Request pipeline and JWT

If the client sends Authorization: Bearer <jwt>, the server verifies the JWT first. A bad token yields 401 before api.access runs. If there is no Bearer header, verification is skipped; access functions still run, with token.value and token.decoded set to null when unauthenticated.

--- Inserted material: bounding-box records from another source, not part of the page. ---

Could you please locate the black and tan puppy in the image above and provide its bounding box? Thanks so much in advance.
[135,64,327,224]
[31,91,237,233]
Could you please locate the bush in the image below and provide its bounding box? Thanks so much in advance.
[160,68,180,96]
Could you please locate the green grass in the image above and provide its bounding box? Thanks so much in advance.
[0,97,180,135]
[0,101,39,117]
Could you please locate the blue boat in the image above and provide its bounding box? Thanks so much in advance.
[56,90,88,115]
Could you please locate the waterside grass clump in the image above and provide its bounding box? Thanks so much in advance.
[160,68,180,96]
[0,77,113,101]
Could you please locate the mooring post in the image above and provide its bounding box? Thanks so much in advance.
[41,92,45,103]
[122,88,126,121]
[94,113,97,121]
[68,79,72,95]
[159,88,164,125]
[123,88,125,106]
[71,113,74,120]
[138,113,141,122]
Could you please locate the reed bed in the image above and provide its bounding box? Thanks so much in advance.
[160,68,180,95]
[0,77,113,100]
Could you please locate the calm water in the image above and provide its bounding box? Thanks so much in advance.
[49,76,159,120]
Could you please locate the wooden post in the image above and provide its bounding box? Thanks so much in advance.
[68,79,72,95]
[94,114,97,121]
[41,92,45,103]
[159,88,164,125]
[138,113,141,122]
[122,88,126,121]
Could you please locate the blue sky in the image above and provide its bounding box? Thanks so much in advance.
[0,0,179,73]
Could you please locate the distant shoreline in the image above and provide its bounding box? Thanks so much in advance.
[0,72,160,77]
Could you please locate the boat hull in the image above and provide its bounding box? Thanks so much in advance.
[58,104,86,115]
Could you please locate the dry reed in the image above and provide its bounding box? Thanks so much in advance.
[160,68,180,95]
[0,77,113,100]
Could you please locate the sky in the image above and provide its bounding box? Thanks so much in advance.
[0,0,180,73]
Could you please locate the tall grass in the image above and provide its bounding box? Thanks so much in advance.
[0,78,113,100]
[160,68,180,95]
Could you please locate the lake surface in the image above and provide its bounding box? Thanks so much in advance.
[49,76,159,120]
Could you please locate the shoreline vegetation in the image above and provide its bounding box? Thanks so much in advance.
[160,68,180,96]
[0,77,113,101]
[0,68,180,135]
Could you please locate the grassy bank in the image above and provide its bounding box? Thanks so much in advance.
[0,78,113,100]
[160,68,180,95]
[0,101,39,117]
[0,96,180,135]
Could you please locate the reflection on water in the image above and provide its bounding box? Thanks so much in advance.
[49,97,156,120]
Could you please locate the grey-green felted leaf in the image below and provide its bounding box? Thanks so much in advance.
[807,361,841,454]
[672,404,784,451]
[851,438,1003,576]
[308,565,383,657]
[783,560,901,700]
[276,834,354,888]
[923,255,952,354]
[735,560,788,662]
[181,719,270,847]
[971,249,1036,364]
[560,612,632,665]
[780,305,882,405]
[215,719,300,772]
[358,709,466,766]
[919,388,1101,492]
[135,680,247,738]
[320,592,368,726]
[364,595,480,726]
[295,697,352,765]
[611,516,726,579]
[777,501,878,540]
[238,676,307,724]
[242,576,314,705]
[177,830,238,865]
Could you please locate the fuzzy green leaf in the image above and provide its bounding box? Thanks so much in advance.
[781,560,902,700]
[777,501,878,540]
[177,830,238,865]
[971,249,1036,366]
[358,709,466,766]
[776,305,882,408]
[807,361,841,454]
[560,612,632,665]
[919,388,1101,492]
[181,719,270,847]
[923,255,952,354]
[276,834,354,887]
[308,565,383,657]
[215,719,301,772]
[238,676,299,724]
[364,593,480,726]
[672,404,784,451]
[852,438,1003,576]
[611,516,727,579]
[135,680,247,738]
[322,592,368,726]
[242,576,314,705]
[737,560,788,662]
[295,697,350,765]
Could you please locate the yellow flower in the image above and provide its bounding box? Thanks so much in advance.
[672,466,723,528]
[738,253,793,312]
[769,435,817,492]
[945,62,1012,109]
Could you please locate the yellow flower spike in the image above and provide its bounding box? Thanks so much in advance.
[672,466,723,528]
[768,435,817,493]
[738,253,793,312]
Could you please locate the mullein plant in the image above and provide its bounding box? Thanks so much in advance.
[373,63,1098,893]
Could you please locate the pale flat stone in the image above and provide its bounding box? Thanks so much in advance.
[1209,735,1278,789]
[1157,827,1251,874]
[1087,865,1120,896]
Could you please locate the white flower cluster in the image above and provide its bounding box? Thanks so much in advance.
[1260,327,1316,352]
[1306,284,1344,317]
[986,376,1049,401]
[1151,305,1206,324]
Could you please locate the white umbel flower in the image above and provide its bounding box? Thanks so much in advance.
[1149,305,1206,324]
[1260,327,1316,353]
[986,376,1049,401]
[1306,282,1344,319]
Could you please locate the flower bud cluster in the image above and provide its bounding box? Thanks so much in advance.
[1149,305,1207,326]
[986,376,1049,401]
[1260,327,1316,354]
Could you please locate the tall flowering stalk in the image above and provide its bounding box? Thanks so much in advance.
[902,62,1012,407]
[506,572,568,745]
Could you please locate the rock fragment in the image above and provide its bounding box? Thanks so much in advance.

How api.access is structured

  • Keys — Built-in action names (for example find, insertOne, deleteOne, aggregate, login, logout, …), the wildcard '*', or a custom string matching a named action on the same collection.
  • Values — Either a boolean, or a function (usually async) that returns whether the action is allowed.

Configure access rules

import { define } from '@dnax/core';

export default define.Collection({
  slug: 'users',
  fields: [
    { name: 'name', type: 'string' },
  ],
  api: {
    access: {
      // Wildcard — applies when no per-action rule is set for that action
      '*': true,

      // Specific built-in action
      deleteOne: false,

      // Dynamic check using verified JWT claims
      updateOne: async ({ token }) => {
        return token?.decoded?.role === 'admin';
      },
    },
  },
});

Access rule types

TypeExampleDescription
booleantrue | falseStatic allow or deny
functionasync (ctx) => boolean (or Promise<boolean>)Decide at runtime using rest, jwt, token, etc.

Wildcard (*)

Use '*' as a default when you do not define a rule for a specific action:

api: {
  access: {
    '*': true,   // allow by default (use false to deny by default)
  },
},

Per-action access

Control built-in CRUD/query actions individually:

api: {
  access: {
    find: true,
    findOne: true,
    insertOne: async ({ token }) => {
      return token?.decoded?.role === 'admin';
    },
    updateOne: async ({ token }) => {
      return token?.decoded?.role === 'admin';
    },
    deleteOne: false,
    deleteMany: false,
  },
},

Access handler context

Access functions receive rest (tenant database access), error (throw structured failures, same pattern as hooks), jwt (sign / verify), and token:

{
  rest: useRest;
  error: (message: string, options?: object) => never;
  jwt: {
    sign: (payload, options?) => Promise<string>;
    verify: (token: string) => Promise<{ value: Record<string, unknown> | null; error: string | null }>;
  };
  token: {
    value: string | null;
    decoded: Record<string, unknown> | null;
  };
}

Use token.decoded for role checks, user id (sub), or any claim you issued in onLogin. token.value is the original Bearer string if you need to forward or re-verify it.

Example: user roles

api: {
  access: {
    '*': async ({ token }) => {
      return !!token?.decoded;
    },

    deleteOne: async ({ token }) => {
      return token?.decoded?.role === 'admin';
    },
  },
},

Example: owner-only edit

api: {
  access: {
    updateOne: async ({ jwt, rest, token }) => {
      const subject = token?.decoded?.sub as string | undefined;
      if (!subject) return false;

      const doc = await rest.findOne('users', subject);
      return doc?._id === subject;
    },
  },
},

(Adjust the id field to match how you store the subject in your documents.)

Private fields

Hide fields from responses:

api: {
  privateFields: [
    'password',
    'internalNote',
    /^secret_/,
  ],
},

Fields matching these patterns are removed from all API responses.

Read-only fields

Prevent updates to certain fields:

api: {
  readOnlyFields: [
    'createdAt',
    'createdBy',
    'role',
  ],
},

These fields cannot be modified via insertOne, insertMany, updateOne, or updateMany.